请问为什么有一个建立索引一直卡主。导致后面的建立索引和增加字段都无法进行?

检查下 磁盘的 IO 情况,可以通过 grafana 查阅指标

或者 登录到 tidb 节点上,直接查

IO情况已经贴了。2M/S

1 个赞

感觉不一定是前一个 ddl 卡住后续 ddl ,不同表间的 DDL 是可以一起执行的,先看下元数据锁情况,https://docs.pingcap.com/zh/tidb/stable/metadata-lock/#元数据锁的可观测性

1 个赞

常规解决办法是把所有tidb server组件重启下

这办法那里常规了?除了 v6.5 早期版本一个 bug 导致元数据锁残留外,没见过这样处理的


重启完,还在回退。实在不知道怎么办。

等会我试试索引只用一个字段行不行?

这是表结构。

CREATE INDEX i_hse_check_record_item2 ON ehswork.hse_check_record_item (record_id, check_item_id, create_time);

等下去掉几个列。一个个加

1 个赞

所有的tidb server都要重启,不能只重启一个

我在6版本和7.1版本上遇到多次了,除了这么处理确实也没啥好办法。不过后面我们把很多ddl都删除了没再遇到

1 个赞
  • rollback done:表示该操作执行失败,回滚完成。
  • rollingback:表示该操作执行失败,正在回滚。

https://docs.pingcap.com/zh/tidb/stable/sql-statement-admin-show-ddl/#admin-show-ddl-jobs

rollback done的意思是已经回滚完了。所以重启应该是有用的。

https://docs.pingcap.com/zh/tidb/stable/system-variables/#tidb_enable_metadata_lock-从-v630-版本开始引入

看看这个变量 tidb_enable_metadata_lock 是不是打开的。关闭掉元数据锁,再试试能不能加上索引。

另外还有一个有可能的点就是

image

我注意到这两个值设置的比较大。

thread对应系统变量 tidb_ddl_reorg_worker_cnt
batch_size对应系统变量 tidb_ddl_reorg_batch_size

有个专门的测试文档给出了这两个值比较大的情况下,碰到表有更新的情况下的tps和加索引时间。

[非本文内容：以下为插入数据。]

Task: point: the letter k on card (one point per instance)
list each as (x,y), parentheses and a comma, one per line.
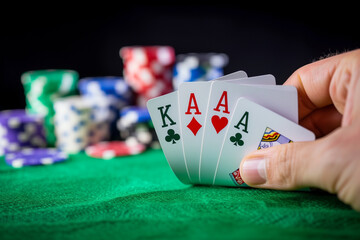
(193,100)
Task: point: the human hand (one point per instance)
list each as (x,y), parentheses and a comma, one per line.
(329,105)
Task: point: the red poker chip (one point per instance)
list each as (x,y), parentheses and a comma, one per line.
(108,150)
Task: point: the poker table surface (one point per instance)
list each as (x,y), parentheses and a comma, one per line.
(139,197)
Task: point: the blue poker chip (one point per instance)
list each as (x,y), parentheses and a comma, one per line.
(132,115)
(35,156)
(106,86)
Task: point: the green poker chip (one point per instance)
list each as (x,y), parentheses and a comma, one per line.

https://docs.pingcap.com/zh/tidb/stable/online-workloads-and-add-index-operations/

这两个值,在有事务冲突的情况下,看上去并不是越大越好。

测试表是200w数据,有事务冲突的情况下,要900s才能建立好索引。

看一下 ddl owner 节点 10.60.169.123:4000 tidb 的日志,日志有时候有更详细的信息